The present invention relates to field of lithium ion battery, more particularly to a kind of binding agent for lithium ion battery.
Background technology
Lithium ion battery is to study one of most extensive, most deep energy storing device at present, because it is close with high power capacity Degree, the advantages that cycle life is high, environmentally protective, use temperature range is wide and security performance is high, it is widely used intelligent hand The fields such as machine, tablet computer, electric automobile.And the electrode piece performance of lithium ion battery is the key for determining performance of lithium ion battery One of factor, it is mainly made of electrode active material, conductive agent, binding agent and metal collector (copper foil or aluminium foil etc.);Its Middle binding agent is used to bond electrode active material and conductive agent particle, while bonds them on metal collector surface.Therefore The quality of binding agent mechanical property is closely related with the cycle life of battery, if mechanical property is bad, easily causes electrode slice The dusting in electrochemistry cyclic process, causes electrode material to come off from collection liquid surface, loses electrochemical energy storage performance.In addition, When the electrochemical stability of binding agent is bad, some functional groups of binding agent can be with lithium ion during electrode electro Chemical The irreversible chemical reaction of generation, so as to cause the reversible capacity of battery to decline.
The most common binding agent of lithium ion battery mainly has Kynoar (PVDF), sodium carboxymethylcellulose at present (CMC) and butadiene-styrene rubber (SBR) etc..PVDF binding agents are a kind of binding agents more mature in technology, are had preferable Adhesive property, but preparing electrode slice using this binding agent needs to consume the 1-methyl-2-pyrrolidinone of substantial amounts of higher (NMP) organic solvent, of high cost, environmental pollution is big, and PVDF binding agents are easily swollen in some common electrolyte, are led Electrode stability is caused to decline.CMC and SBR binding agents are generally mated use, and this kind of binding agent is often using water as solvent, and cost is low, ring Border is friendly, is widely used, but such binding agent mechanical property is bad, and electric conductivity is poor.Especially, followed for some in discharge and recharge There are the high-capacity electrode material (such as silicon, stannic oxide anode etc.) of notable volume change, these common bondings during ring Agent can not meet to be actually needed.Therefore find the novel binders that a kind of mechanical property is good, stability is good be lifting lithium from One highly effective means of sub- battery performance, while can meet needs of the people to high-capacity lithium ion cell again.

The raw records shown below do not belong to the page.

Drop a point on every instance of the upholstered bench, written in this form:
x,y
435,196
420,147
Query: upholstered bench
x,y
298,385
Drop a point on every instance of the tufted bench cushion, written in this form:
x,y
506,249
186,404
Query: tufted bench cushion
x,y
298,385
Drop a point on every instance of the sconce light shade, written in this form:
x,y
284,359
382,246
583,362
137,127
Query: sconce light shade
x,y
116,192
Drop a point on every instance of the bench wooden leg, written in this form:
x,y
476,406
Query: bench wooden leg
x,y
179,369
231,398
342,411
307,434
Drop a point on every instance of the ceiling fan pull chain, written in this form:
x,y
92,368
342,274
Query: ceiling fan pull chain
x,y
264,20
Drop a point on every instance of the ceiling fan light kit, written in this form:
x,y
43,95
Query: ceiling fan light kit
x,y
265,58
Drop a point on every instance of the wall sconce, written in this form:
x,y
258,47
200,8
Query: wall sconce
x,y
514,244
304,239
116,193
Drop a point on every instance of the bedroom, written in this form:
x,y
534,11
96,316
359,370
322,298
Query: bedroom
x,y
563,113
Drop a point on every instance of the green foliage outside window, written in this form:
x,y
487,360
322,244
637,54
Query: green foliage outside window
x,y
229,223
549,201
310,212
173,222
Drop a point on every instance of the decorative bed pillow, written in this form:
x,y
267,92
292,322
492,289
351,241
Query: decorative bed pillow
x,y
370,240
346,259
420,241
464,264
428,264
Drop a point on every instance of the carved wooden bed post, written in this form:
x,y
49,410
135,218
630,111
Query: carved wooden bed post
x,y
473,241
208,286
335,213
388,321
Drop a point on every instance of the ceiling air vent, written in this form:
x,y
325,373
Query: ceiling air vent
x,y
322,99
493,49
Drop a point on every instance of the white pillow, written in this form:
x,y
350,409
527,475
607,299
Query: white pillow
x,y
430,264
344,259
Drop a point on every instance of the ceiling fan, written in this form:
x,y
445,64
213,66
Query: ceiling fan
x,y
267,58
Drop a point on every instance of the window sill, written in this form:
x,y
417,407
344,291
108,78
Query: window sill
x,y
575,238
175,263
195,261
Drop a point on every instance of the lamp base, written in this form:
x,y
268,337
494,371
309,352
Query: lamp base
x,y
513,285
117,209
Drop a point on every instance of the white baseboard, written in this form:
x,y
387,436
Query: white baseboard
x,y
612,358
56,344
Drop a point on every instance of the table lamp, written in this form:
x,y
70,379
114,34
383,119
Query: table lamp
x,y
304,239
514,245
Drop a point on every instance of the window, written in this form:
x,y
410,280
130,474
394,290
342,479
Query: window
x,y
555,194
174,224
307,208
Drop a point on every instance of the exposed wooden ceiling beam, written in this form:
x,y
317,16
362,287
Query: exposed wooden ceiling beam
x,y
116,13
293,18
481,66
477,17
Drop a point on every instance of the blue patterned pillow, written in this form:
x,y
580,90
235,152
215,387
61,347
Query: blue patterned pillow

Found by searching document,《German applied chemistry》One for " a kind of high crosslinked polymer binder is used for High performance lithium ion battery silicium cathode " (A Highly Cross-Linked Polymeric Binder for High- Performance Silicon Negative Electrodes in Lithium Ion Batteries, Angew.Chem.Int.Ed.2012,51,8762-8767 a kind of silicon of polyacrylic acid crosslinked carboxymethyl cellulose) is reported to bear The binding agent of pole, this binding agent are to crosslink reaction by the hydroxyl in acrylic acid and carboxymethyl cellulose to form a kind of tool There is the copolymer of three-D space structure.But with the lithium ion battery of this binding agent preparation after 100 charge and discharge cycles, Battery capacity decay is more than 20%, and prepares this binding agent needs and complete cross-linking reaction under higher temperature (150 DEG C).Separately An outer Chinese patent (CN201110030628.2) discloses a kind of with metal ion or organic ammonium salt Crosslinked Polyelectrolyte Binding agent;One Chinese patent (CN201410587080.5) discloses a kind of polyacrylate with more alkenes cross-linking agents Class aqueous binders.The binding agent of this two classes cross-linking type is mixed again with electrode active material after the completion of cross-linking reaction, easily Electrode active material is caused to be mixed with binding agent uneven.
The content of the invention
The first object of the present invention is to provide a kind of sodium carboxymethylcellulose copolymer of Sodium Polyacrylate covalence graft, with Solve drawbacks described above of the prior art.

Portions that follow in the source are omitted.